One factor may simply be Rhodri Morgan. Sampling for the poll started on Thursday last week – less than a day after the announcement of the death of the much-loved former First Minister. Much of Welsh media coverage of politics in the days since has, understandably, focused on sympathetic accounts of Mr Morgan’s record and legacy. It would hardly be surprising if that had had some positive impact on the poll ratings of Rhodri Morgan’s party – which, we should note, are up significantly in this new poll not only for the general election but also in voting intentions for the Welsh Assembly. If this has played a role, such a sympathy factor is likely to be short-lived: by polling day, people’s minds will probably have refocussed on the electoral choice ahead of them.

But it could also be that Labour’s campaign in Wales is working.

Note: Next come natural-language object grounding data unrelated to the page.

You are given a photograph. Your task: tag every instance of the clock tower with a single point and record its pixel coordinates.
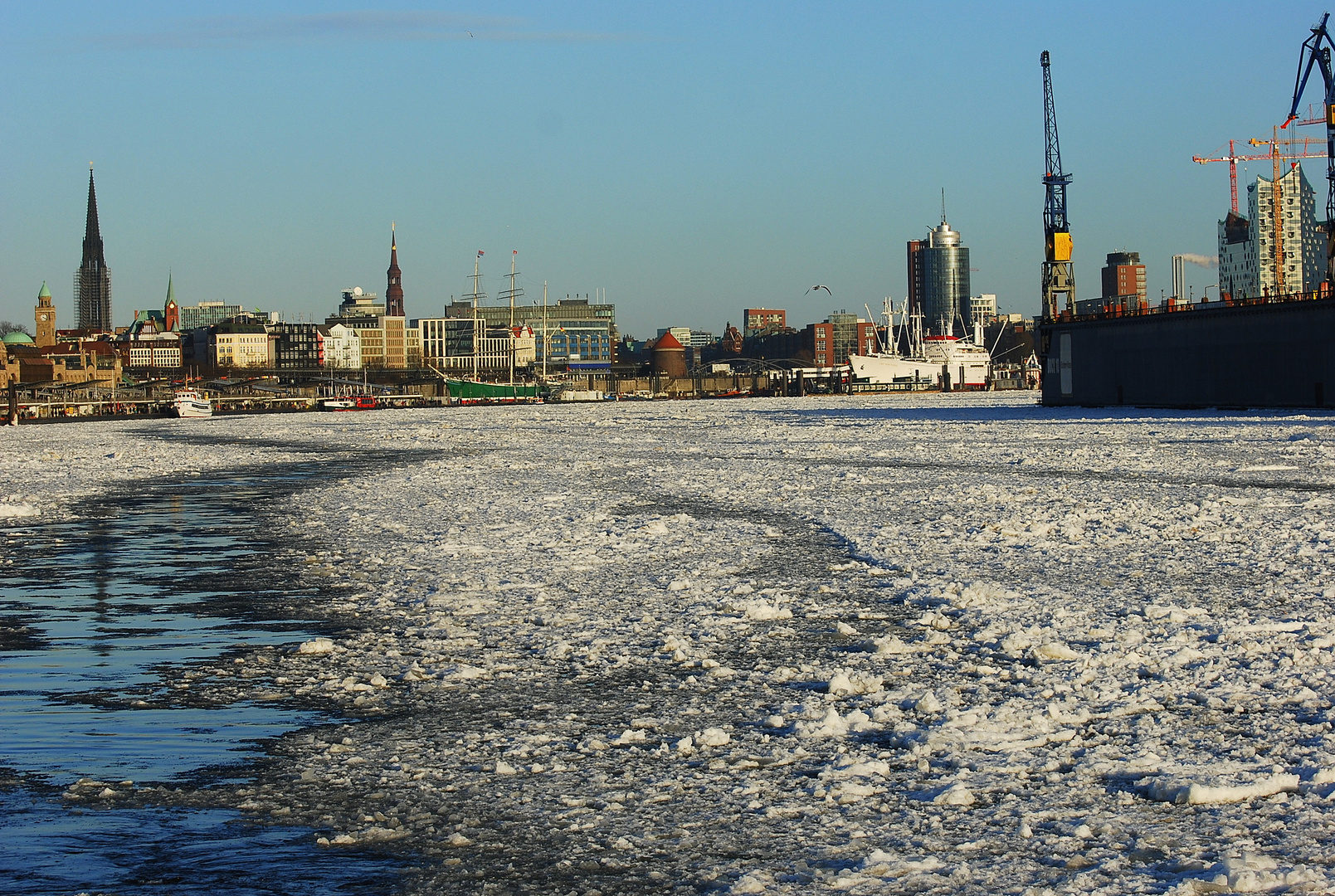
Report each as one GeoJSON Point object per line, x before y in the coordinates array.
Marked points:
{"type": "Point", "coordinates": [44, 315]}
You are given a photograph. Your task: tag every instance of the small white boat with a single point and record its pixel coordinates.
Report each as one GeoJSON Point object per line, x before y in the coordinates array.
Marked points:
{"type": "Point", "coordinates": [191, 403]}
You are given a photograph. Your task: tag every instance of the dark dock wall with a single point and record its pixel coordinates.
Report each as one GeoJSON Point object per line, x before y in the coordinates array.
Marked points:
{"type": "Point", "coordinates": [1263, 355]}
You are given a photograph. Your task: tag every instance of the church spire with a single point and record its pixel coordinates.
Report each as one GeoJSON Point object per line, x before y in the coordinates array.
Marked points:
{"type": "Point", "coordinates": [394, 291]}
{"type": "Point", "coordinates": [92, 232]}
{"type": "Point", "coordinates": [92, 280]}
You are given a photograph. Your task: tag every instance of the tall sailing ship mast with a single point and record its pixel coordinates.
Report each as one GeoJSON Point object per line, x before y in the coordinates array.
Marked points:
{"type": "Point", "coordinates": [475, 297]}
{"type": "Point", "coordinates": [512, 294]}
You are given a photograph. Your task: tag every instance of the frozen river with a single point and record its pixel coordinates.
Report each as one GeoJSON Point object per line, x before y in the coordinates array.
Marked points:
{"type": "Point", "coordinates": [943, 644]}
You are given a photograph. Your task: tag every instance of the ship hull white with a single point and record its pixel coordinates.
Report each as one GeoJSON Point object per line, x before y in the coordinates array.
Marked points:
{"type": "Point", "coordinates": [966, 368]}
{"type": "Point", "coordinates": [190, 407]}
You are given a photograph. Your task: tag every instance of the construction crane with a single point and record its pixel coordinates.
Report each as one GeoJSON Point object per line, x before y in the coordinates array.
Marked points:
{"type": "Point", "coordinates": [1317, 51]}
{"type": "Point", "coordinates": [1058, 274]}
{"type": "Point", "coordinates": [1232, 159]}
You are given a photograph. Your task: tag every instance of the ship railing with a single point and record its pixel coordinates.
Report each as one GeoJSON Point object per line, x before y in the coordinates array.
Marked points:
{"type": "Point", "coordinates": [1177, 306]}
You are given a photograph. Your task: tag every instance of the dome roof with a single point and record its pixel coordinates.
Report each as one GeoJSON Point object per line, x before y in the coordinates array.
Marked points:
{"type": "Point", "coordinates": [666, 342]}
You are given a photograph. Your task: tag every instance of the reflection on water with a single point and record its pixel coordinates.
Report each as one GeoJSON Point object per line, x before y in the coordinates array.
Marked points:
{"type": "Point", "coordinates": [100, 615]}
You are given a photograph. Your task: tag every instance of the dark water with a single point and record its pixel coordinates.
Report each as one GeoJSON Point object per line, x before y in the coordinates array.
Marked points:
{"type": "Point", "coordinates": [100, 617]}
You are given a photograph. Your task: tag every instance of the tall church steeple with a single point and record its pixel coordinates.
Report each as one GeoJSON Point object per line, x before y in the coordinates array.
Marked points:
{"type": "Point", "coordinates": [394, 291]}
{"type": "Point", "coordinates": [92, 280]}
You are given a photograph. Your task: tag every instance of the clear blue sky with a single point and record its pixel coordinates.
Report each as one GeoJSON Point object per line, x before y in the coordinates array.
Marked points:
{"type": "Point", "coordinates": [688, 158]}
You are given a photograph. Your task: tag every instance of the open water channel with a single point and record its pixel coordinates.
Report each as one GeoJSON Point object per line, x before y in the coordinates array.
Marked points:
{"type": "Point", "coordinates": [102, 616]}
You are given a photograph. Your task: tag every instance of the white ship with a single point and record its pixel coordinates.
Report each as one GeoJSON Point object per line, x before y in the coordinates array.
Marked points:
{"type": "Point", "coordinates": [932, 362]}
{"type": "Point", "coordinates": [191, 403]}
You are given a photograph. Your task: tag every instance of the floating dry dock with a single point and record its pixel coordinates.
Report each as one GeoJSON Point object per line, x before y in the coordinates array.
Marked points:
{"type": "Point", "coordinates": [1259, 353]}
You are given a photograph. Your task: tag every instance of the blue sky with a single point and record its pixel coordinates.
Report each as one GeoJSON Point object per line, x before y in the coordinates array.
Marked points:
{"type": "Point", "coordinates": [690, 159]}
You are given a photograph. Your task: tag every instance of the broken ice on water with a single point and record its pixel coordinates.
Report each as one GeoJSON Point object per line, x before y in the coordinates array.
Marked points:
{"type": "Point", "coordinates": [931, 644]}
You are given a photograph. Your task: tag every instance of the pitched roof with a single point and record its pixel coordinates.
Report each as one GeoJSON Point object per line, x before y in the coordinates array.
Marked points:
{"type": "Point", "coordinates": [668, 341]}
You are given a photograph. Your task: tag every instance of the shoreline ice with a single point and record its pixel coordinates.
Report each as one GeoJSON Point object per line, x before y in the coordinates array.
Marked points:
{"type": "Point", "coordinates": [839, 644]}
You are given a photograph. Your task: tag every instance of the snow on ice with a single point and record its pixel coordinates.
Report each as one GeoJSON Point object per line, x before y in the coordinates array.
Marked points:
{"type": "Point", "coordinates": [870, 645]}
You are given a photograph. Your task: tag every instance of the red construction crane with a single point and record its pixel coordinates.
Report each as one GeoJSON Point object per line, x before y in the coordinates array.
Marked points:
{"type": "Point", "coordinates": [1232, 158]}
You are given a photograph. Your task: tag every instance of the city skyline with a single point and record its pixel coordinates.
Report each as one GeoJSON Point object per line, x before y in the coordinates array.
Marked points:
{"type": "Point", "coordinates": [638, 155]}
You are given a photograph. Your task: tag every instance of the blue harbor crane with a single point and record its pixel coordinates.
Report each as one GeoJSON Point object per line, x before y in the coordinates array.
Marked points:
{"type": "Point", "coordinates": [1317, 51]}
{"type": "Point", "coordinates": [1059, 276]}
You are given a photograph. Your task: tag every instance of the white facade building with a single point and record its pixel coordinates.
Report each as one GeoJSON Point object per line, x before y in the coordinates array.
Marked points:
{"type": "Point", "coordinates": [342, 348]}
{"type": "Point", "coordinates": [1236, 258]}
{"type": "Point", "coordinates": [467, 345]}
{"type": "Point", "coordinates": [1303, 245]}
{"type": "Point", "coordinates": [982, 307]}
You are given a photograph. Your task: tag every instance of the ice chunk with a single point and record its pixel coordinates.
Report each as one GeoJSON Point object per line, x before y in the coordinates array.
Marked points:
{"type": "Point", "coordinates": [955, 795]}
{"type": "Point", "coordinates": [714, 738]}
{"type": "Point", "coordinates": [764, 611]}
{"type": "Point", "coordinates": [853, 683]}
{"type": "Point", "coordinates": [1054, 650]}
{"type": "Point", "coordinates": [1195, 793]}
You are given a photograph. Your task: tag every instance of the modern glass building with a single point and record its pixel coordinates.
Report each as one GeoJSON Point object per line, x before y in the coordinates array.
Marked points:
{"type": "Point", "coordinates": [945, 280]}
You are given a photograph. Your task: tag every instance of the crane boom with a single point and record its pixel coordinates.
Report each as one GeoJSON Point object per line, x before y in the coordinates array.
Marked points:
{"type": "Point", "coordinates": [1058, 273]}
{"type": "Point", "coordinates": [1317, 51]}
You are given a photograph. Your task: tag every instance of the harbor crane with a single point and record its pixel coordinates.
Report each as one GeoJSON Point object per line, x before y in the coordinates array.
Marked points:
{"type": "Point", "coordinates": [1058, 273]}
{"type": "Point", "coordinates": [1317, 51]}
{"type": "Point", "coordinates": [1232, 158]}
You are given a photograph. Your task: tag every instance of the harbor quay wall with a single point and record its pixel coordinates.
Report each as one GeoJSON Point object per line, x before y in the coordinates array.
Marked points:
{"type": "Point", "coordinates": [1255, 355]}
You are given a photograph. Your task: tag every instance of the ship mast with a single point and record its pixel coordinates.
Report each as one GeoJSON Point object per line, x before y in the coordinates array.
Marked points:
{"type": "Point", "coordinates": [512, 294]}
{"type": "Point", "coordinates": [477, 295]}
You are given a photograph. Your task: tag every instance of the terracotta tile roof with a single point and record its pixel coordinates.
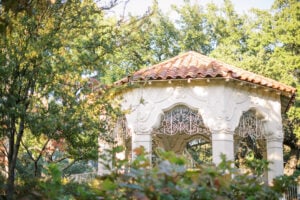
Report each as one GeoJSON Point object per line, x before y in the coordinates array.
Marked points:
{"type": "Point", "coordinates": [194, 66]}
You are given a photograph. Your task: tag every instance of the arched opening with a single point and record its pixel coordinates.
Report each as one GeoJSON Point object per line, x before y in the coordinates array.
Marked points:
{"type": "Point", "coordinates": [182, 131]}
{"type": "Point", "coordinates": [250, 142]}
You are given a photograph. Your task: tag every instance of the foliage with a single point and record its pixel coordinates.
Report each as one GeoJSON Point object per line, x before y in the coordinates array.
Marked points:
{"type": "Point", "coordinates": [265, 42]}
{"type": "Point", "coordinates": [49, 49]}
{"type": "Point", "coordinates": [169, 179]}
{"type": "Point", "coordinates": [53, 186]}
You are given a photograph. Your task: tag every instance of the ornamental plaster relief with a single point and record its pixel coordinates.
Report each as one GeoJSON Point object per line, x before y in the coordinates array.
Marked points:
{"type": "Point", "coordinates": [220, 106]}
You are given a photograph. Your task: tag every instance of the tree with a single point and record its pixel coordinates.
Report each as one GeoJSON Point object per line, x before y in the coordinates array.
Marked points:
{"type": "Point", "coordinates": [46, 48]}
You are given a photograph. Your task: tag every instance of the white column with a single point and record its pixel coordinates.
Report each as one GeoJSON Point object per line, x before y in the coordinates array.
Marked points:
{"type": "Point", "coordinates": [275, 157]}
{"type": "Point", "coordinates": [144, 140]}
{"type": "Point", "coordinates": [222, 143]}
{"type": "Point", "coordinates": [103, 146]}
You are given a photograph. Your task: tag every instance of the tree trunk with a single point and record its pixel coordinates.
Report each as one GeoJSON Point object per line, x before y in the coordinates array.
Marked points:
{"type": "Point", "coordinates": [12, 158]}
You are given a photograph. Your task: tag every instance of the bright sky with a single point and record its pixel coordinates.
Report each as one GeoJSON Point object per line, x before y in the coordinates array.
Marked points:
{"type": "Point", "coordinates": [138, 7]}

While Labour have been making modest ground across Britain, in Wales there has been a determined effort by the party to run a separate campaign from that of the UK-wide party, under the "Welsh Labour" brand that carried them to victory in last year’s devolved election and this year’s local council contests. Today saw the launch of the Welsh Labour manifesto. Unlike two years ago, when the party’s Welsh manifesto was only a modestly Welshed-up version of the UK-wide document, the 2017 Welsh Labour manifesto is a completely separate document. At the launch, First Minister Carwyn Jones – who, despite not being a candidate in this election is fronting the Welsh Labour campaign – did not even mention Jeremy Corbyn.

Carwyn Jones also represented Labour at last week’s ITV-Wales debate – in contrast to 2015, when Labour’s spokesperson was then Shadow Welsh Secretary Owen Smith. Jones gave an effective performance, being probably the best performer alongside Plaid Cymru’s Leanne Wood. In fact, Wood was also a participant in the peculiar, May-less and Corbyn-less, ITV debate in Manchester last Thursday, where she again performed capably. But her party have as yet been wholly unable to turn this public platform into support. The new Welsh poll shows Plaid Cymru down to merely nine percent. Nor are there any signs yet that the election campaign is helping the Liberal Democrats - their six percent support in the new Welsh poll puts them, almost unbelievably, at an even lower level than they secured in the disastrous election of two year ago.

This is only one poll. And the more general narrowing of the polls across Britain will likely lead to further intensification, by the Conservatives and their supporters in the press, of the idea of the election as a choice between Theresa May and Jeremy Corbyn as potential Prime Ministers. Even in Wales, this contrast does not play well for Labour. But parties do not dominate the politics of a nation for nearly a century, as Labour has done in Wales, just by accident. Under a strong Conservative challenge they certainly are, but Welsh Labour is not about to go gently into that good night.

Roger Scully is Professor of Political Science in the Wales Governance Centre at Cardiff University.